Ne vous jetez pas immédiatement et sans réfléchir sur les micro-paiements ou la publicité pour rentabiliser votre jeu web. Vous risquez de rater d’autres moyens, parfois bien plus rentables (et fair-play).

Le Freemium n’est pas un moyen de monétisation

Le Freemium (Free2Play) n’est pas un moyen de financer son jeu (comme le décrit “The reality of Freemium”, par Sixteen Ventures), car seule sa partie Premium le peut. Si vous voulez rentabiliser votre jeu, vous devez donc trouver de vraies rentrées d’argent et non consacrer votre temps à des joueurs qui ne paieront pas, sauf si ces derniers apportent quelque chose au jeu ou à ce qui l’entoure (= paiement “indirect” de la part de ces joueurs).

Un appel du pied

Le seul but possible du Freemium est en fait d’ouvrir les portes d’un marché. Proposer quelque chose de gratuit est souvent un moyen simple d’atteindre sa cible de joueurs. Néanmoins, il sera toujours difficile de basculer sur quelque chose de payant car les joueurs risquent de se sentir arnaqués (si ce n’était pas clairement indiqué dès le départ) ou de se tourner vers la prochaine solution d’un autre créateur de jeu qui démarrera en Freemium lui aussi.

Un Freemium est une dépense pour vous, et non une recette.

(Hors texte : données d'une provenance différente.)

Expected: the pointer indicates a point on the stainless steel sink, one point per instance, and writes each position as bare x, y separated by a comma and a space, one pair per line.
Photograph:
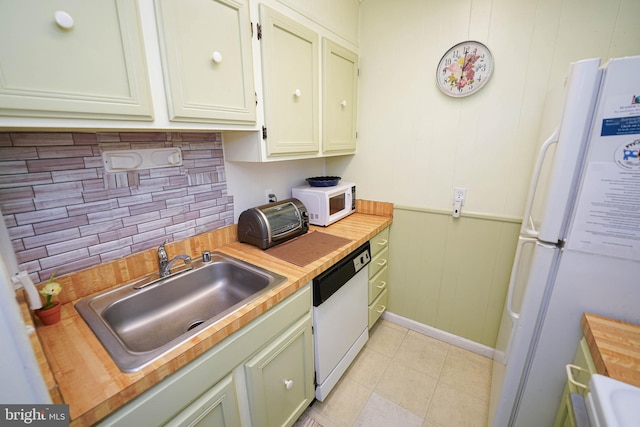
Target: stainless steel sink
142, 320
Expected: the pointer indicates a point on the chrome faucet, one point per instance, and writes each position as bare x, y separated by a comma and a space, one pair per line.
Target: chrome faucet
165, 265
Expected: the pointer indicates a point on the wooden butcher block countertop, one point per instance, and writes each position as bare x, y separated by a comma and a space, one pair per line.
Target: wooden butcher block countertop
615, 347
79, 372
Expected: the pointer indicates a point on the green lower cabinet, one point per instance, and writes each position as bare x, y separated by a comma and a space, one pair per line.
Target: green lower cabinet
581, 371
280, 377
217, 407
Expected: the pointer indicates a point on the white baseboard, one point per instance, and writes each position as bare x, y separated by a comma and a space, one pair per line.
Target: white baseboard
440, 335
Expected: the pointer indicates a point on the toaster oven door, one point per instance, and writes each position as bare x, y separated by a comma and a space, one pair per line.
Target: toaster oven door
283, 219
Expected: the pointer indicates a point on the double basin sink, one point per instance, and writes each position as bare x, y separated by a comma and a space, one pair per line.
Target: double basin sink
142, 320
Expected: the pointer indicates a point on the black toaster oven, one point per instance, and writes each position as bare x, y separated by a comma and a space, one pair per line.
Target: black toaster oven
267, 225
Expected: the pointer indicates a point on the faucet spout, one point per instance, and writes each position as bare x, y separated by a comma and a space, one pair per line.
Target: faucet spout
167, 268
162, 259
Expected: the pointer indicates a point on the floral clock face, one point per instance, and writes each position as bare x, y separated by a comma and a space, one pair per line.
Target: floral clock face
464, 69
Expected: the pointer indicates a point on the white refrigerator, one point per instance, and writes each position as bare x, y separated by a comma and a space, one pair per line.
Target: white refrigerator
579, 246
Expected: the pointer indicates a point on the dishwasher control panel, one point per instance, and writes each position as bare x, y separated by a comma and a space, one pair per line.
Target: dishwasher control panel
362, 260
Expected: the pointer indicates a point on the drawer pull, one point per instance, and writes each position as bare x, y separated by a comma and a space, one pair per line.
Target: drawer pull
569, 367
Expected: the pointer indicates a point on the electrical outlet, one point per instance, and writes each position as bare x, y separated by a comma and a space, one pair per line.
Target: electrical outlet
459, 194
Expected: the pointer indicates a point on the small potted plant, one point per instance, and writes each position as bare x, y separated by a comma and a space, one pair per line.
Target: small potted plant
50, 311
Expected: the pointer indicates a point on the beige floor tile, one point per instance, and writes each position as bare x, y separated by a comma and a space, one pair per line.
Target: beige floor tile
380, 412
466, 371
422, 353
481, 360
344, 403
318, 417
407, 387
392, 325
368, 367
385, 339
451, 407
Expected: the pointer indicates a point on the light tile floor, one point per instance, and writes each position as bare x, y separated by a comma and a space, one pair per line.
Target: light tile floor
404, 378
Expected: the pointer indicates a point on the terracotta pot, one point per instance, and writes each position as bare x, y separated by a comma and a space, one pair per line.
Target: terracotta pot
50, 315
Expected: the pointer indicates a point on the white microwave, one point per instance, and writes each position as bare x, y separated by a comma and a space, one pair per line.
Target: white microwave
327, 205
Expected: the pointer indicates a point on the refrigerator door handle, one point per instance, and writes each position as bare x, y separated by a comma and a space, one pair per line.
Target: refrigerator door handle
531, 229
514, 275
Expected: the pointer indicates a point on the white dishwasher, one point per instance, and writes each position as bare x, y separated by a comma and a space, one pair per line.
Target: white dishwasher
340, 317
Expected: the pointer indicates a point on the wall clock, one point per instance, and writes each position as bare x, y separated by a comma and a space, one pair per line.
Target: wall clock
464, 69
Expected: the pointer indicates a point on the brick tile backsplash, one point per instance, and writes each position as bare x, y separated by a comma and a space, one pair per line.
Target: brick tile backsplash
64, 212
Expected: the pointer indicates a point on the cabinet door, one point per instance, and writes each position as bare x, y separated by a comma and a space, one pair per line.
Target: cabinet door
217, 407
290, 80
280, 377
73, 59
207, 61
339, 97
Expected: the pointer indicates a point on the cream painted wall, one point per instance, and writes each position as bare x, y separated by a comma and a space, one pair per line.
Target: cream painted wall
415, 144
427, 142
246, 182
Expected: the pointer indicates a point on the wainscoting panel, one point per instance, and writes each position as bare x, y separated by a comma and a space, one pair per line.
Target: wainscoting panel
451, 273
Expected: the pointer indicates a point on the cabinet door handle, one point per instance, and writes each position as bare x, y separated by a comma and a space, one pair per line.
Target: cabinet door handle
569, 367
217, 57
63, 19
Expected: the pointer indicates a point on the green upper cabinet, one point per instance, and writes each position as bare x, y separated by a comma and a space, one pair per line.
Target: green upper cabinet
290, 83
339, 97
73, 59
206, 55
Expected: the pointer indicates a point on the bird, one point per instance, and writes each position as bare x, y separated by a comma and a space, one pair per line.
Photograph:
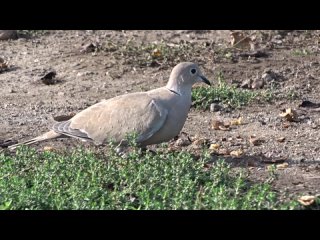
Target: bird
156, 116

Si vous estimez que seul le Freemium peut monétiser votre jeu web, alors posez-vous les questions suivantes: Si personne ne veut payer pour ce jeu, est-il vraiment intéressant? (= Pourquoi ma cible paierait-elle si le jeu de base est gratuit?) Les joueurs gratuits et payants sont-ils en concurrence (parfois déloyale)? Cela va-t-il tuer le jeu à terme? Si personne ne bascule Premium, pourrai-je rentrer dans mes frais quand même?

La publicité

La publicité est souvent le premier moyen auquel pensent les créateurs de jeu. Se voulant facile à mettre en place, elle est censé rapporter gros (les applications mobiles adorent cela!) sans que quiconque ne dépense le moindre centime. Néanmoins, la publicité rapporte finalement très peu, à moins d’avoir une très forte audience de jeu (ou un budget marketing pour… acheter de la pub!), ainsi qu’un jeu accessible aux robots d’indexation (Google vérifie que les sites utilisant AdSense soient de vrais sites, atteignables et utilisables, et non des “usines à clic pour pub”). Personnellement, je déconseille cette approche, ne serait-ce qu’à cause de la part d’AdBlockers chez les férus du web et même au delà, chez tous les Français. Sans compter que ces publicités peuvent nuire à l’image de votre jeu, ou poser des problèmes d’éthique (pistage des joueurs).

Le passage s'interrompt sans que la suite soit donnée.